In several sectors of the economy, hope is on the march. In real estate development, sales are ticking along, with resale volume for July 2009 hugely improved over 2008. The same holds for other industries. Two weeks ago, the Bank of Canada pronounced the big slide over, and said we’re on the road to recovery.

True or not, as a marketer, I am afraid. Some of the old-school brands out there – big banks, car companies, and many real estate developers – put their head in the sand in an attempt to survive the recent troubles. If they were big enough, and well funded enough, they made it through the storm without having to adjust their thinking. And that’s exactly what worries me.

Some dinosaurs seem to have survived the Ice Age. And this is no good.

The economic wobble we’ve all just lived through was a wake-up call to businesses around the world. There is a new consumer on the scene, one that won’t stand for the old-fashioned yell-and-sell approach to branding and marketing. These new consumers want a relationship. They want trust. They want to be heard. They want to know how and where you do business. They want to know everything about you. But the dinosaurs don’t get that. They want it the way it used to be: they told us what to think, we whipped out our wallets.

Active consumers will make our economy stronger. They will make sure that we are honest, straightforward, and real. And, even though she presents new responsibilities, the active consumer will make us merchants better. Nowhere is this more true than in marketing and branding – the interface between company and the consumers.

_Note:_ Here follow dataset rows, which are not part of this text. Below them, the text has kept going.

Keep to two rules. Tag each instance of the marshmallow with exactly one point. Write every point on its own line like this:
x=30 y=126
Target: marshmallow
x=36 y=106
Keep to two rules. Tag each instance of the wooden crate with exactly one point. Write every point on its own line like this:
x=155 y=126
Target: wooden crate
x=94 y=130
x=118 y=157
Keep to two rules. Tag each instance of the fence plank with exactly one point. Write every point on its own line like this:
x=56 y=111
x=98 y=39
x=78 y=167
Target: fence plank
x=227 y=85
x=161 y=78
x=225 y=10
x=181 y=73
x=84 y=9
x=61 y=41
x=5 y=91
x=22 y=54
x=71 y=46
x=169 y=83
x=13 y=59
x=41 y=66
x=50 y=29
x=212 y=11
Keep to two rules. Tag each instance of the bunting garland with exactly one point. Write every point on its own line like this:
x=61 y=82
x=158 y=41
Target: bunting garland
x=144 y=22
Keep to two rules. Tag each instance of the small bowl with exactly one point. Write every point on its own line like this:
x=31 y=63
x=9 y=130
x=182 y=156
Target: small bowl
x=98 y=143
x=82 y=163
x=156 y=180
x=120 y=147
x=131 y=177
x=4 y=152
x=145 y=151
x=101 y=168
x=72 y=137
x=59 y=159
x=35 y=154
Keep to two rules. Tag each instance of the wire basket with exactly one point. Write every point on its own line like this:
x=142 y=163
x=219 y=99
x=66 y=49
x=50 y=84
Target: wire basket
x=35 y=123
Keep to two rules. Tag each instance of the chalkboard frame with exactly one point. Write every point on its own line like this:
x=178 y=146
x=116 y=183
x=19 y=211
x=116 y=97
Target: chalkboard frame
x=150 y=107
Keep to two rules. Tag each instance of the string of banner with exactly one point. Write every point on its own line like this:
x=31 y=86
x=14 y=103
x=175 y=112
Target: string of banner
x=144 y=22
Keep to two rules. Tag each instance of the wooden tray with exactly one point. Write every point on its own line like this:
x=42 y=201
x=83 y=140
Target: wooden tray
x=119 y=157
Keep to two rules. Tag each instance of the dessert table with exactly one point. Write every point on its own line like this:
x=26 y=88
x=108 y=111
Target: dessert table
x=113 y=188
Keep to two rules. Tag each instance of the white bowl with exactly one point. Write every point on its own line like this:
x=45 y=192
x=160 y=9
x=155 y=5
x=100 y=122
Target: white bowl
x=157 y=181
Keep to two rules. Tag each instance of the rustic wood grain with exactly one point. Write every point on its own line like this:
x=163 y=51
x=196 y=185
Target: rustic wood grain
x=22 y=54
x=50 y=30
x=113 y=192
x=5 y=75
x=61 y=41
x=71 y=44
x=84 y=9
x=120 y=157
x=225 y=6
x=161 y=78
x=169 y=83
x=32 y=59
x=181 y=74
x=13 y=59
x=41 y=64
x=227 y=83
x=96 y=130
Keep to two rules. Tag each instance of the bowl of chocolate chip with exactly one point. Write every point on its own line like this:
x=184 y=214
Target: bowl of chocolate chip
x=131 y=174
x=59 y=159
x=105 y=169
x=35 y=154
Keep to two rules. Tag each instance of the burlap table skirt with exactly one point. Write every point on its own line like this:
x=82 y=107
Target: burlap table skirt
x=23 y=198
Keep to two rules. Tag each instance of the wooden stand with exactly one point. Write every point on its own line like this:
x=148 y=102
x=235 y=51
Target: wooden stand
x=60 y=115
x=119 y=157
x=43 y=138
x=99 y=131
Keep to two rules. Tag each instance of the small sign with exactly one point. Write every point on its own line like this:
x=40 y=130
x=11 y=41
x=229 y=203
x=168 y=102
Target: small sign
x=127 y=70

Some old-school companies managed to survive the recession, and, yeah, I’m pissed about it. But their day of reckoning is nigh. Let them go back to their old ways, feeling self-righteous and smart; there’s a meteorite on the horizon.

My advice to them: use this market correction as an opportunity to clean the cobwebs from their marketing. Think new thoughts. Look around and you’ll see that this wasn’t simply a bump in the road. It’s a brand new road. Get on it.